The shell supports defining functions, which, as we learned in the previous post, you should embrace and use. Unfortunately, they are fairly primitive and their use can, paradoxically, introduce other readability problems.

One specific problem is that function parameters are numbered, not named, so the risk of cryptic code is high. Let’s see why this is a problem.

Tell me what this function does and how to invoke it:

fetch() {
    local rflag=
    [ -z "${3}" ] || rflag="-r${3}"
    mkdir -p "${4}"
    ( cd "${4}" && cvs -d"${1}" -q checkout -P ${rflag} "${2}" )
}

As the fetch function name says, it fetches something, and as the content says, it does so from CVS. All good, right? But how do you invoke this function? With some effort, you can see that the function takes up to four parameters, but what is each one meant to be? Will you get them in the right order?

Sadly, the style—or lack thereof—above plagues all shell code out there, giving the shell a worse reputation than it already has.

You could slightly improve the snippet above with a comment that documented each parameter, but the problem is that comments easily get out of sync. You are better off avoiding them. (Docstrings are a different story which I may save for another day, but there is no such thing as docstrings for the shell.)

A nicer solution is to make the parameter names part of the code. Take a look at this idiom:

fetch() {
    local cvsroot="${1}"; shift
    local module="${1}"; shift
    local tag="${1}"; shift
    local dir="${1}"; shift

    local rflag=
    [ -z "${tag}" ] || rflag="-r${tag}"
    mkdir -p "${dir}"
    ( cd "${dir}" && cvs -d"${cvsroot}" -q checkout -P ${rflag} "${module}" )
}

The four local variable definitions at the beginning of the function exist purely to assign names to the parameters. With that trick, the function’s prototype is obvious: you immediately know there are four parameters, you know in which order to pass them, and you can reasonably guess their purpose based on their names. Just like in a “real” programming language.

A few caveats though, because every time I suggest this idiom in a code review, people “tweak” it in harmful ways:

  • Use shift instead of numbering the parameters. The reason is two-fold. First, using shift combined with set -e makes function calls fail if they are not given enough parameters. And second, the order of the statements corresponds exactly to the order in which parameters are expected: there is no room for mistake. A potential code edit that reorders those lines would cause the code to fail instead of becoming more confusing but continuing to work.

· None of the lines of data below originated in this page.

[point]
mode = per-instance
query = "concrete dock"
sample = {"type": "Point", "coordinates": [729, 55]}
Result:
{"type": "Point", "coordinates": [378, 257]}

  • Keep the shift call on the same line as the variable definition. Avoid the temptation to break them apart. The shift calls on their own lines introduce unnecessary vertical noise. Due to the noise, it becomes more tempting to avoid the shift and number the parameters, which I already said wasn’t a good idea.

  • Use ${@} to refer to an unknown number of parameters. The only safe way to handle a variable number of parameters is to expand them via "${@}"—but assigning that expansion to a variable isn’t possible. In particular, do not write local args="${*}": just keep those arguments unnamed and use "${@}" where necessary to refer to them. (Sure, if you already depend on Bash, you can use an unportable array to store these… but think twice before adding a Bash dependency.)

The code above is a simplified and edited version of the shtk_cvs_checkout function. shtk uses this idiom throughout.